On the eve of finals week, officer Chris Meyn of Binghamton University’s New York State University Police allowed me to join him for his patrol from midnight to 4 a.m. of the campus.
Saturday was relatively quiet, which may have had something to do with the upcoming finals for which many students are studying, as well as the numbers who may have already departed campus after the last day of classes.
Right before picking me up at the Couper Administration Building at midnight, Meyn said he responded to a call regarding students observed on the roof of the Anderson Center. He said he saw students walking away from the building, but that they could not be charged since they were never identified on the building’s roof.
Meyn got another call later reporting that people were on the roof of the Anderson Center once again. This time, he and another officer were able to apprehend the group of 10 students who were on the roof.
Breaking onto the roof of the Anderson Center is apparently a fairly common practice for BU seniors near the end of their college career. Meyn said he believed the students University police apprehended were a different group than those involved in the first call.
“I hate climbing that ladder, it digs into my hands,” said one of Meyn’s colleagues on the scene.
The students were charged with trespassing, and the officers allowed me to help out with their processing by filling out some of the appearance tickets for the perpetrators.
While a call about trespassing may not occur every night, every call implies the same thing for the officers: paperwork.
“If you don’t like paperwork, don’t be a police officer,” Meyn said.
For the rest of night, I accompanied Meyn as he made his standard rounds around campus. In addition to laps around the Brain, Meyn and his partners routinely drive through various out-of-the-way parking lots and areas of campus, checking on what students are doing.
“The goal is to be visible,” Meyn said.
The University Police Department is primarily responsible for keeping the peace on campus because patience is a virtue for the officers.
While I was riding shotgun, Meyn was flagged down by a cab driver who complained about a student who was refusing to switch from the back row of the taxi’s seats to the middle row. The driver said he was feeling threatened by the student.
Meyn spoke to the student, who was visibly intoxicated and said he felt “emotionally damaged” by the incident.

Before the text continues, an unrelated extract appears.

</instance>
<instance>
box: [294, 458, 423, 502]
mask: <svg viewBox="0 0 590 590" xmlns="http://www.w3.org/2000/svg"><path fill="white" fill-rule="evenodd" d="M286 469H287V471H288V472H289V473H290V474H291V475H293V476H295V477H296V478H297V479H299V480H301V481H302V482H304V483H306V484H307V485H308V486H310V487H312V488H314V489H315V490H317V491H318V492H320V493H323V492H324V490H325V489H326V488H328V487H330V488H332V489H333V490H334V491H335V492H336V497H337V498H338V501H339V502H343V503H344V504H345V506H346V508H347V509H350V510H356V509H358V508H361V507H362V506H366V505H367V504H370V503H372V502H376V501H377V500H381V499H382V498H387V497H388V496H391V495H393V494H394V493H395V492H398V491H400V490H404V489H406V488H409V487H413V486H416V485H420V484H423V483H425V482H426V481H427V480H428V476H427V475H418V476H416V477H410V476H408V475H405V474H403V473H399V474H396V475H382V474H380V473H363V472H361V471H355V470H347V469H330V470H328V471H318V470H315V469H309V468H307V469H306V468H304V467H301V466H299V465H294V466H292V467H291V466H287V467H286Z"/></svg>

Meyn told him to remain calm down and simply not take that cab in the future.
“‘He said-he said’ situations are fairly common,” Meyn said.
There were a handful more calls around campus on Saturday, including one at around 2 a.m. for a girl lying on a curb. Meyn initially thought that she was passed out, but it turned out she was just upset about “being rejected.”
Meyn’s shift lasted until 7 a.m., but I didn’t have the resolve to keep going past 4 a.m. Before I departed, I asked Meyn to sum up his thoughts about the college populace.
“[They] sure makes things interesting,” he said.